Retrieving the binding sites for M. tuberculosis
Through its “Search Regulatory Binding Sites” option, the TBDB provides a table of possible regulatory genes for a given gene of interest (Fig. 1a). The information is based on ChIP-Seq experiments. We processed the following core information: (1) gene regulator, (2) the distance of start codon of the target gene, and (3) the start and stop coordinates of a region of possible TFBS.
However, to predict TFBS in these regions, we found some inconsistencies, such as overlap, distance, size and peaks, within the operons (Fig. 1a and 1c). Although, there are some reported cases where the TFBS is found in regions with a high overlap and more significant distances in M. tuberculosis [20], we followed a more stringent criterion to reduce the number of false positives. We limited the peak regions to an area between +40 bps to -540 pbs in relation to the target gene. A Perl script was used to filter the data obtained by TBDB. For each regulator a FASTA file consisting of all sequences possibly containing the TFBS was created (Fig. 1d). These FASTA files formed the input for a subsequent TFBS prediction using MEME-ChIP [21].

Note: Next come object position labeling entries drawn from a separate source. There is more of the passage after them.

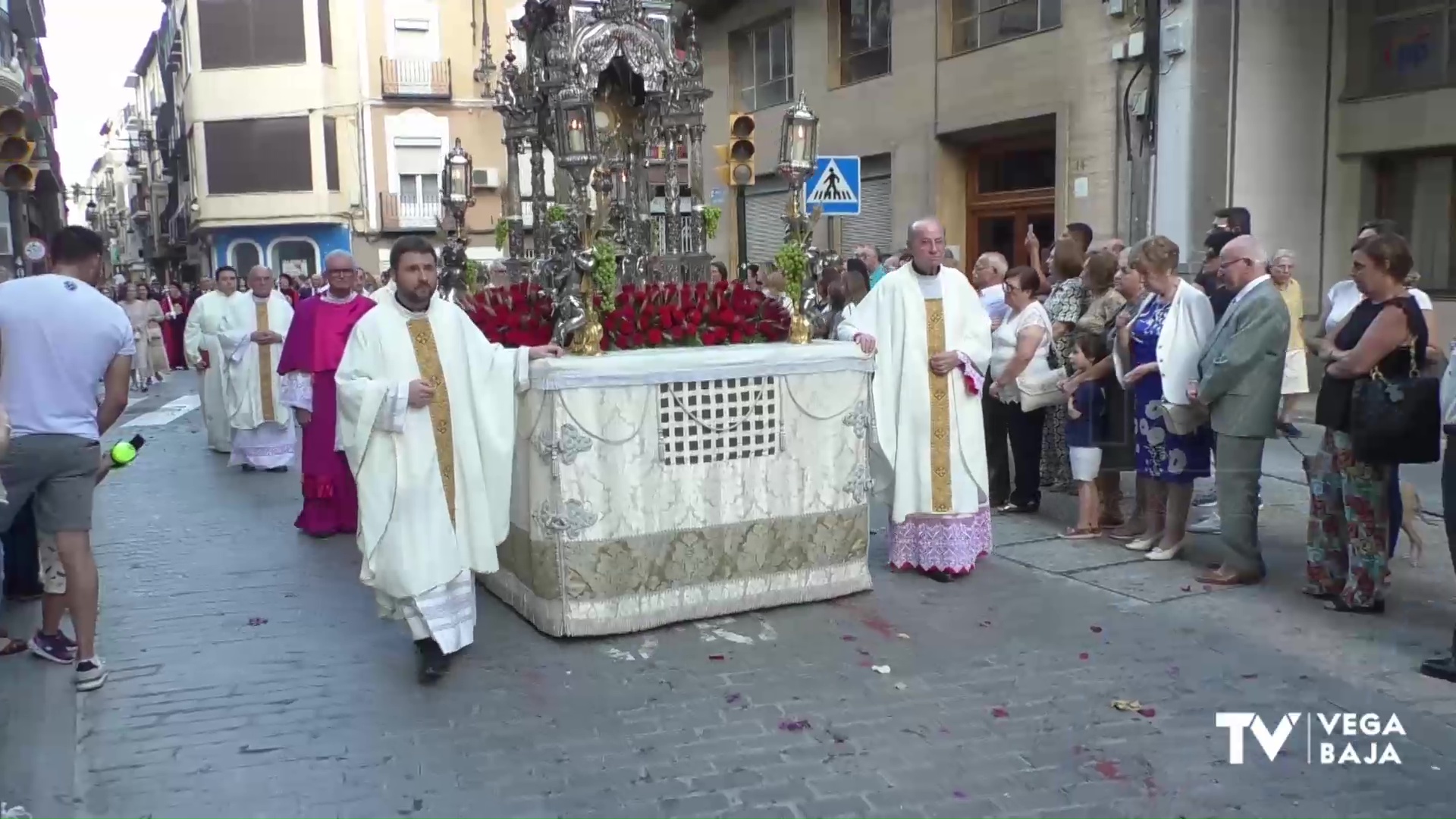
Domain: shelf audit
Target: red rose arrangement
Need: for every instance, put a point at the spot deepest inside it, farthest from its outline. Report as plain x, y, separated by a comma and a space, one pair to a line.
641, 316
692, 315
514, 316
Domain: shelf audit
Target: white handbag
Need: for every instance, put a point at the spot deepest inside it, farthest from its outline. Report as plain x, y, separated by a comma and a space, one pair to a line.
1038, 385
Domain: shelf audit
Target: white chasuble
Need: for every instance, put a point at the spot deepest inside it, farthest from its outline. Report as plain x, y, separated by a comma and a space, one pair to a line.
435, 483
929, 428
201, 343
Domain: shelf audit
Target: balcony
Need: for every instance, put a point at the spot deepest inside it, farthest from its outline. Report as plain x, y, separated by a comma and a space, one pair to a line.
416, 79
398, 213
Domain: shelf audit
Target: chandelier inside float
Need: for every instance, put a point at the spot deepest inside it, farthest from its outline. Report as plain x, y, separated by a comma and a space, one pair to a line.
615, 91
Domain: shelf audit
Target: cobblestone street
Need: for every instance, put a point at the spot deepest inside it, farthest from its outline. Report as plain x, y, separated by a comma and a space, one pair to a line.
251, 678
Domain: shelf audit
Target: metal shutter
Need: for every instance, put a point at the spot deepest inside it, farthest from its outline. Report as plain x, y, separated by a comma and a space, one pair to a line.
875, 221
764, 223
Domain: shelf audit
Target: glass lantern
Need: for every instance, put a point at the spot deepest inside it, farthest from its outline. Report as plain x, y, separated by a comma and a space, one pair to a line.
457, 177
799, 140
576, 127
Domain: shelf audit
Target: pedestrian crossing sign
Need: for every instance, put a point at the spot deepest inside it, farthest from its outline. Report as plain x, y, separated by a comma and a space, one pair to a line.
835, 186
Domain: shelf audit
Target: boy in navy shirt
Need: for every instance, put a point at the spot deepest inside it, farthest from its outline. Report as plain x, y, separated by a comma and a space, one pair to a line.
1087, 416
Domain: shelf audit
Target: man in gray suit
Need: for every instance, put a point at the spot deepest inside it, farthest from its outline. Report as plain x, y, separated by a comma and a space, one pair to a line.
1239, 384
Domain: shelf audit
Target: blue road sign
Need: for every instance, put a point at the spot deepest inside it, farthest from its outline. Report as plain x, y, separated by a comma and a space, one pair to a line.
835, 186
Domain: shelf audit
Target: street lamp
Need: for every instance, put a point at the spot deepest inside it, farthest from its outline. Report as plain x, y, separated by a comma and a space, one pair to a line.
799, 140
457, 181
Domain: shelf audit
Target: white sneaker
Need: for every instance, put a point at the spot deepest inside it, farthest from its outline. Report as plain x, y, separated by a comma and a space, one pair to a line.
1165, 551
1210, 525
1144, 544
91, 673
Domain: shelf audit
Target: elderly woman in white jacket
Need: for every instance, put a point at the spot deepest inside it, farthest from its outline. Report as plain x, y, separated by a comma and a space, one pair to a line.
1158, 354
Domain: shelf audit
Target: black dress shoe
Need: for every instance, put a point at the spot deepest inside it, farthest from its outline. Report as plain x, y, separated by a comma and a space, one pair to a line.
433, 662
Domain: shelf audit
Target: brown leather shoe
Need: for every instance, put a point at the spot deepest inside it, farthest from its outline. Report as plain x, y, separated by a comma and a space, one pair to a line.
1225, 576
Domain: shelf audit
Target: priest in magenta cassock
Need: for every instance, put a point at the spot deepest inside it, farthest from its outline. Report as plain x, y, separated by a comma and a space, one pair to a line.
932, 343
427, 417
310, 354
204, 354
253, 333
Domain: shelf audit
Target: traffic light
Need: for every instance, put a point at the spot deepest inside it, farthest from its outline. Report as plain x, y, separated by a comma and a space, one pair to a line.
15, 150
740, 149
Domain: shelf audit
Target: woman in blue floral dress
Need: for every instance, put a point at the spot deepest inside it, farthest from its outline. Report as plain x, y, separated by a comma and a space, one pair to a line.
1166, 463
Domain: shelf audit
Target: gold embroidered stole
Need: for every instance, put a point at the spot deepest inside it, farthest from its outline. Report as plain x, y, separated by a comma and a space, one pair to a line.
940, 411
265, 363
430, 372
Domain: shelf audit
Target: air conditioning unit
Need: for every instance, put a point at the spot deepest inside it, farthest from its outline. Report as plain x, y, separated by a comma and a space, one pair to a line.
487, 178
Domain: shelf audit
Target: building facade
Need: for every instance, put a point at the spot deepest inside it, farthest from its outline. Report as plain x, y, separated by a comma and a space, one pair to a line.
34, 202
422, 89
998, 121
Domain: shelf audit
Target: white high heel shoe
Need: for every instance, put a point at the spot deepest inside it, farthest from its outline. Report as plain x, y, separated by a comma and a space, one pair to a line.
1165, 551
1145, 542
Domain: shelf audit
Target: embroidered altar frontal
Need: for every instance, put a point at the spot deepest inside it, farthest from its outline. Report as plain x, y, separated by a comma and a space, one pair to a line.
664, 485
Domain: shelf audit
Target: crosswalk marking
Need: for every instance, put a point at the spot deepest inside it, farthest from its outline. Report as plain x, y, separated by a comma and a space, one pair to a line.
168, 413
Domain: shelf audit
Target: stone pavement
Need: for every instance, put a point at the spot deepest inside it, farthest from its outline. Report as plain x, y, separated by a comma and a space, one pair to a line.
253, 679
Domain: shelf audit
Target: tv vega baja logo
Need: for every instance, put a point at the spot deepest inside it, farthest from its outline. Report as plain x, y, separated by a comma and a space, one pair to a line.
1347, 739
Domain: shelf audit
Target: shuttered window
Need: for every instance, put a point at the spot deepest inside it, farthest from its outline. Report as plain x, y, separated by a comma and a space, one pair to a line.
764, 223
875, 221
256, 156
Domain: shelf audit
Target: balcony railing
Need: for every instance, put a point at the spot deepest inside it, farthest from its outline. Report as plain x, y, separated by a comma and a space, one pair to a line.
416, 79
398, 213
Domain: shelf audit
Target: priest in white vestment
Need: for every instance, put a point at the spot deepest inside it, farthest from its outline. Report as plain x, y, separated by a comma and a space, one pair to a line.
204, 353
253, 334
427, 419
932, 343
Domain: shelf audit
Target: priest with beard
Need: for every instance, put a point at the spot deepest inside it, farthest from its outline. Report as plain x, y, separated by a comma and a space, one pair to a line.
204, 353
253, 333
310, 354
932, 343
427, 419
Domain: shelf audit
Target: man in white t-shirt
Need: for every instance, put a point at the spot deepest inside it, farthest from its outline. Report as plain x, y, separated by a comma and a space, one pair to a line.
58, 335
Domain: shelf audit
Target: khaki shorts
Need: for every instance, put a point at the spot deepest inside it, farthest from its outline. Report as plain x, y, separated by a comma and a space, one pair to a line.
58, 472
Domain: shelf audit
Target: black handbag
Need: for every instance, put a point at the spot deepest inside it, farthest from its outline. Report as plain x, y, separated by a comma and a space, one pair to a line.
1397, 420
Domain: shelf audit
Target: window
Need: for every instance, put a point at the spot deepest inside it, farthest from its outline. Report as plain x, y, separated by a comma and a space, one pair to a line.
981, 24
255, 156
762, 63
325, 36
245, 257
422, 188
299, 259
1419, 190
1401, 46
331, 152
864, 39
237, 34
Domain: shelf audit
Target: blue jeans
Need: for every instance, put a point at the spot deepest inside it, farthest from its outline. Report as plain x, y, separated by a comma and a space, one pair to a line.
1397, 507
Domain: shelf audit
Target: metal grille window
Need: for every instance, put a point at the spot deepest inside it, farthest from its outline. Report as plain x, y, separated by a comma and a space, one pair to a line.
256, 156
237, 34
718, 420
864, 39
1400, 47
981, 24
762, 63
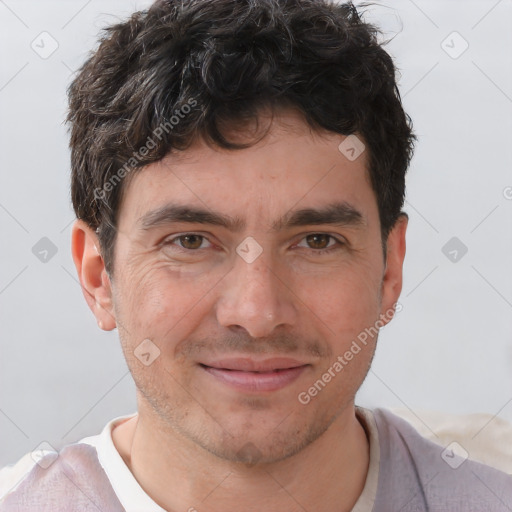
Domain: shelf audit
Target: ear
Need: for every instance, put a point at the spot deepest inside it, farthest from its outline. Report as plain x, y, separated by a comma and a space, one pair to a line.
393, 278
94, 280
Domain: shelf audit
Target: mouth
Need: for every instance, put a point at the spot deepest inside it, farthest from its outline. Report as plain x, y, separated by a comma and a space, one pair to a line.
252, 376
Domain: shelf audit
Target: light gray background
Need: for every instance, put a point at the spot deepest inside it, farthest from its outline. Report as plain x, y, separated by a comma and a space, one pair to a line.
450, 349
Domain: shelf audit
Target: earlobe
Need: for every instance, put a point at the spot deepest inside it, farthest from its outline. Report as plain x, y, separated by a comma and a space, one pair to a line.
92, 274
393, 273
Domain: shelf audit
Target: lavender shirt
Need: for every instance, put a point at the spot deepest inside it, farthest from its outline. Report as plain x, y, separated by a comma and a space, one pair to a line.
407, 474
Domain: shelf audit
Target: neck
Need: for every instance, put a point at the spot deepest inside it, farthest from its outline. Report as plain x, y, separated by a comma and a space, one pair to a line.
329, 474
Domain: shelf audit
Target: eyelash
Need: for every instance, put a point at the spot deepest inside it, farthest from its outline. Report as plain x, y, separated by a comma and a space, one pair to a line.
339, 243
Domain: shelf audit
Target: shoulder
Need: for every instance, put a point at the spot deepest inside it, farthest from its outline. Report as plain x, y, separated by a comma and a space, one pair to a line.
72, 478
433, 476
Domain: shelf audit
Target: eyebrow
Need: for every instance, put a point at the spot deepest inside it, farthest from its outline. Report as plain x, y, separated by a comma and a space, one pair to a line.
338, 214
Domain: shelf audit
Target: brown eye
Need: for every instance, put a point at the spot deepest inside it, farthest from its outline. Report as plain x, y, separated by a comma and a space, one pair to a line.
318, 241
190, 241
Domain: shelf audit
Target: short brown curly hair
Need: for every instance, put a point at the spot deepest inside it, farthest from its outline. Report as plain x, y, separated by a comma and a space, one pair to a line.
185, 69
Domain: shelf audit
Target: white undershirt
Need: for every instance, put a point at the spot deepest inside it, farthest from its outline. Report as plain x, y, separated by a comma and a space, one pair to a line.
132, 496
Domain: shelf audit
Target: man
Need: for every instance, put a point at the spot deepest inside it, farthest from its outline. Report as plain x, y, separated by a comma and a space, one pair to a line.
238, 177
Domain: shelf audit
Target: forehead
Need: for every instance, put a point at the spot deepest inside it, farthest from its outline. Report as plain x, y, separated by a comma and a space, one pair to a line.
292, 166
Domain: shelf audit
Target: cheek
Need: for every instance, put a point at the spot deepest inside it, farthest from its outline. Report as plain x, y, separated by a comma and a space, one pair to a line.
345, 302
161, 303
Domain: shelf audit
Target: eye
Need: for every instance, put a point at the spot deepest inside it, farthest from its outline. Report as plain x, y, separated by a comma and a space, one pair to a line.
320, 242
188, 241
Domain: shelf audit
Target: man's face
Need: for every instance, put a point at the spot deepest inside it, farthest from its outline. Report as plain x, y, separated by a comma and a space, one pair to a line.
252, 301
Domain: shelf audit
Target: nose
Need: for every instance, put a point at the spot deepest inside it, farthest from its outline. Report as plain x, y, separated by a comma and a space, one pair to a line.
256, 297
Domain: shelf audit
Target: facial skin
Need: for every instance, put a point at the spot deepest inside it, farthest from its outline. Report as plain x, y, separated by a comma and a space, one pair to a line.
200, 302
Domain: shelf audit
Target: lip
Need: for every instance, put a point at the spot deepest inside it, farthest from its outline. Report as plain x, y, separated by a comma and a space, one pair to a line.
250, 375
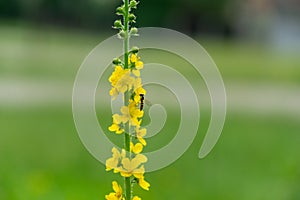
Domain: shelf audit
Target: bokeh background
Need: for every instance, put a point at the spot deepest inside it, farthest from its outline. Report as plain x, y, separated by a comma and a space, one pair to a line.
256, 45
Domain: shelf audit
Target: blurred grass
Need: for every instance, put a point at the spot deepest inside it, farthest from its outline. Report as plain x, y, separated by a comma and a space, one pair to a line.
41, 156
49, 53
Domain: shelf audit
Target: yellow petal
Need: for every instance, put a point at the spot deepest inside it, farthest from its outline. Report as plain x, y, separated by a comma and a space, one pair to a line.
136, 73
138, 148
139, 65
144, 184
136, 198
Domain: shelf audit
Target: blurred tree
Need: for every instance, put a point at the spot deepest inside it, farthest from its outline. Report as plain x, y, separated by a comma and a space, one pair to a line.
190, 16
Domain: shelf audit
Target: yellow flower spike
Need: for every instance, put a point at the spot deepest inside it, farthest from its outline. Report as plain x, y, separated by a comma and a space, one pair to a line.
144, 184
140, 133
114, 93
116, 75
136, 198
134, 166
137, 148
113, 162
125, 82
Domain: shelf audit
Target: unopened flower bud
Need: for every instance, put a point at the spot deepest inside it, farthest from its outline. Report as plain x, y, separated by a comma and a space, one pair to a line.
117, 61
133, 31
134, 50
118, 24
133, 4
120, 11
132, 17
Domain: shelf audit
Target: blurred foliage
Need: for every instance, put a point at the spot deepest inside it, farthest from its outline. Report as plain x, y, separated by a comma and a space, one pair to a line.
191, 15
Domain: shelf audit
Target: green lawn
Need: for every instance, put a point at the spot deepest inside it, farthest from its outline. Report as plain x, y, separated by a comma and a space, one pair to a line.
41, 156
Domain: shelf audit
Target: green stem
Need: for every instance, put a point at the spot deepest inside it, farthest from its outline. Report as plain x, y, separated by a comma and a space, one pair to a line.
127, 95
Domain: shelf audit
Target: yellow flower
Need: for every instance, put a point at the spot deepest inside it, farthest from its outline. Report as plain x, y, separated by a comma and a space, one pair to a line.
113, 162
144, 184
134, 166
116, 75
117, 194
116, 128
125, 82
131, 113
137, 148
134, 59
114, 93
140, 134
136, 198
139, 65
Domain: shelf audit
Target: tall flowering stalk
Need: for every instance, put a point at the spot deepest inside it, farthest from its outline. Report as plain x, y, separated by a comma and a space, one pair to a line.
126, 81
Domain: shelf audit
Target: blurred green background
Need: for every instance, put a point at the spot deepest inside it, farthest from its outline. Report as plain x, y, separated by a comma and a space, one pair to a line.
256, 46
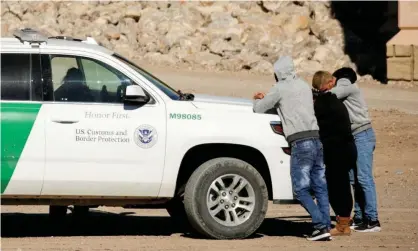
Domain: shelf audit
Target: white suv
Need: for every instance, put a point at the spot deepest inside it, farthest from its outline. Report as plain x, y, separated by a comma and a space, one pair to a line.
83, 126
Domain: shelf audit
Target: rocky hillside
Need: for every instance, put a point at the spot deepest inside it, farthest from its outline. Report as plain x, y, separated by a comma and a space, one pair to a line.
231, 36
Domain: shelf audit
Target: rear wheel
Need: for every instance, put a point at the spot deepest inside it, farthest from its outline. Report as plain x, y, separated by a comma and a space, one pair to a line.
81, 211
57, 212
226, 198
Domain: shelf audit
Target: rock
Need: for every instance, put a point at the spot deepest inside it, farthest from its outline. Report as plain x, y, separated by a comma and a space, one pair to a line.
19, 9
233, 33
263, 67
101, 21
204, 58
191, 45
322, 53
297, 23
134, 12
275, 6
309, 67
222, 20
177, 32
258, 18
149, 20
112, 33
207, 11
233, 36
161, 59
221, 47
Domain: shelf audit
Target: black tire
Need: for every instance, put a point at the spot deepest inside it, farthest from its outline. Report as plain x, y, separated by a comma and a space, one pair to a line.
57, 212
81, 211
175, 209
196, 195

MEME-Chip is a tool used for predicting large-scale motif sequences. We performed a MEME run on each FASTA file using the default parameters. An extensive literature search was performed to look for experimental data on TFBS. Whenever experimental evidence for a TFBS was available, we utilized this additional information by becoming more stringent in the setting of the “Maximum width motif” parameter according to the motif reported in the literature. An overview of the pipeline analyses is depicted in Fig. 2.
At this point, we have acquired all required data of the model organisms, namely the set of regulators and target genes with their corresponding TFBS. With this information we are able to run the previously described network transfer pipeline and transfer all evolutionarily conserved regulation from both model organisms to all 18 target organisms.